İntihar operasyonlarının içerdiği bu dört istisnayı bir bütün olarak gözönüne aldığımda bu eylemlerin haram olduğu sonucuna vardırm. Ve eğer cahil bir kimse ya da başka herhangi bir kimse bana gelip, “Sen güllerle cihad etmek istiyorsun. Bu nasıl olur? Bu istişhad bombalama operasyonları olmasaydı, düşmana zarar veremezdik” diyecek olsaydı, ona derdim ki, “Yalan söylüyorsun. Dikkatlice tasarlanmış tuzaklar kurup düşmanı bekleyen mücahitler, düşmana zarar verirler ve aslında Müslümanlar ve ulema arasında ayrılık tohumları eken bu şüpheli intihar operasyonları aracılığıyla verilebilecek zarardan hem sayı hem de kalite açısından çok daha büyük zarar ve kayıplara yol açacaklardır.”

Bu konuda çok iyi bilinen iki düşünce vardır: Alimlerin bir kesiminin görüşleri bu tür eylemleri gerçekleştirenlerin intihar etmiş olacakları ve bu nedenle de ahirette cezalandırılacakları yönündedir. Diğer kesimin görüşlerine göre ise bu kişiler şehid olduklarından ötürü Cennetin güzellikleri onlara vaadedilmiştir. Biraz sonra açıklayacağım gibi bana göre bu düşüncelerin her ikisi de zayıf ve ikna edici nitelikte değildir.

Bu operasyonların haram olduğu ve şehadetten çok intihara daha yakın olduğu görüşünde olmama rağmen, bu tür eylemleri gerçekleştiren bir kişi bunu belirli yorumlara ve buna izin veren delillere dayandırıyorsa ve bu delillerin kesin bir şekilde tartışmaya yer bırakmayacak nitelikte olduğu, bazı şartları ve kısıtlamaları sağladığı görüşünde ise, o zaman o kişinin şehid olarak kabul edileceğini ve Cennetin hazlarına kavuşacakları vaadedilmiş olanların arasında yer alarak Allah’ın onu affedeceğini umuyorum.

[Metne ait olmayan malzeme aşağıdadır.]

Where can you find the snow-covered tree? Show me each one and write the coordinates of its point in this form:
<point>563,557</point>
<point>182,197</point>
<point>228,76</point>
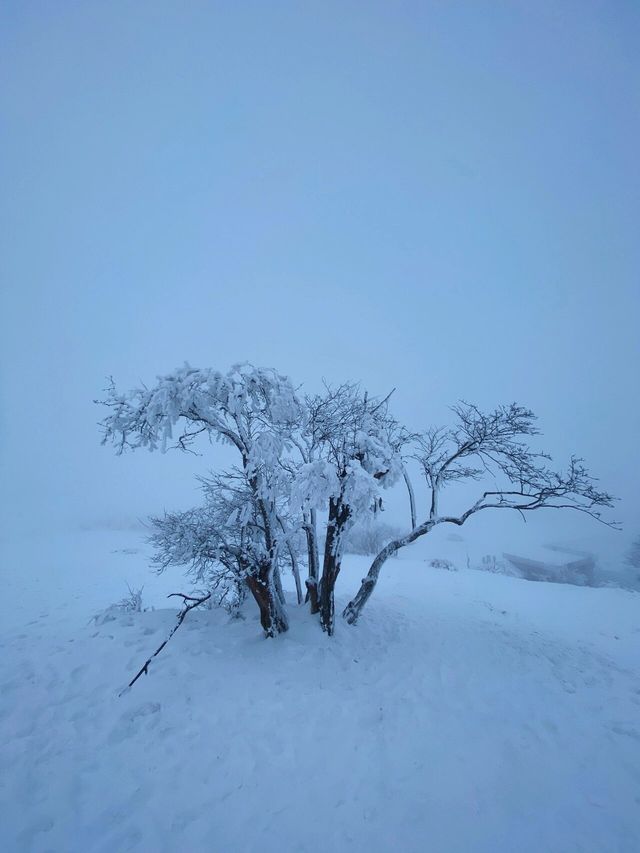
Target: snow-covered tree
<point>252,409</point>
<point>351,452</point>
<point>488,444</point>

Ama eğer bunun haram olduğunu biliyorsa ya da buna izin verilip verilmediği konusunda şüphe içerisinde olmasına rağmen her ne sebeple olursa olsun bu eylemi gerçekleştirmişse, o zaman intihar etmiştir ve kendi canını almış olduğu için ahirette cezalandırılacakların arasında olacaktır.

Ama bu sadece kişinin yapmış olduğu eylemin yanlızca kendisini etkilediği durum için geçerlidir. Ama eğer bu kişinin yapmış olduğu eylem, öldürülmeleri haram olan kişilerin haksız bir yere öldürülmelerine yol açtıysa, bu eylem diğer kişilerin haklarına etki etmiş olduğundan ötürü tazminat ve kan parasının ödenmesini gerektirir. Bu konunun tüm detayıyla ele alınmasına burada imkan yoktur. Bu konuyu daha derinden çalışmayı arzulayanlar bunları hukuk kitaplarında bulabilirler.
 
Abdullah Ankaravi Çevrimdışı

Abdullah Ankaravi

Üye
İslam-TR Üyesi
ebu muhammed el-makdisi'nin bu konuda fetvasi var mi ? varsa yaza bilirmisiniz buraya ?


birde istisad eylemlerini kabul etmeyenlere bir hediyye benden.

İbni Kesir (rahimehullah ) Elbidaye Vennihaye kitabında anlatır: “Cumadel Ula ayında Fransızlar (Allah onlara lanet etsin) Akke şehrini kuşatmışlardı. İngiliz Kralı büyük bir orduyla yardıma gelmişti. Fransızlara 25 gemi asker ve mühimmat dolusu yardımla gelmişti. Akke şehri her taraftan kuşatılmış, 7 mancınık kurulmuş, gece gündüz şehire atış yapılmakta, İngilizler 40 gemiyle deniz yolunu tutmuş Müslümanlara gelen yardımı engelliyordu. Cephedeki Müslümanlar o güne kadar böyle büyük bir sıkıntıya uğramamışlardı. Müslümanlara içinde 600 kadar kahraman savaşçının bulunduğu, silah ve erzakın yüklü olduğu gemi gelir. Ancak düşman tarafından kuşatılır. Geminin düşman eline geçme ihtimali kesinleşince Müslümanlar düşman faydalanmaması için gemiyi deler ve batırırlar. Böylece içinde ki 600 savaşçı boğulur, bütün malzemeler batar. O gün Müslümanlar çok şiddetli bir şekilde üzülmüşlerdi. İnna lillah ve inna ileyhi raciun. (Bizler Allah’a aitiz ve ona döndürüleceğiz.) Allah onlara rahmet etsin.”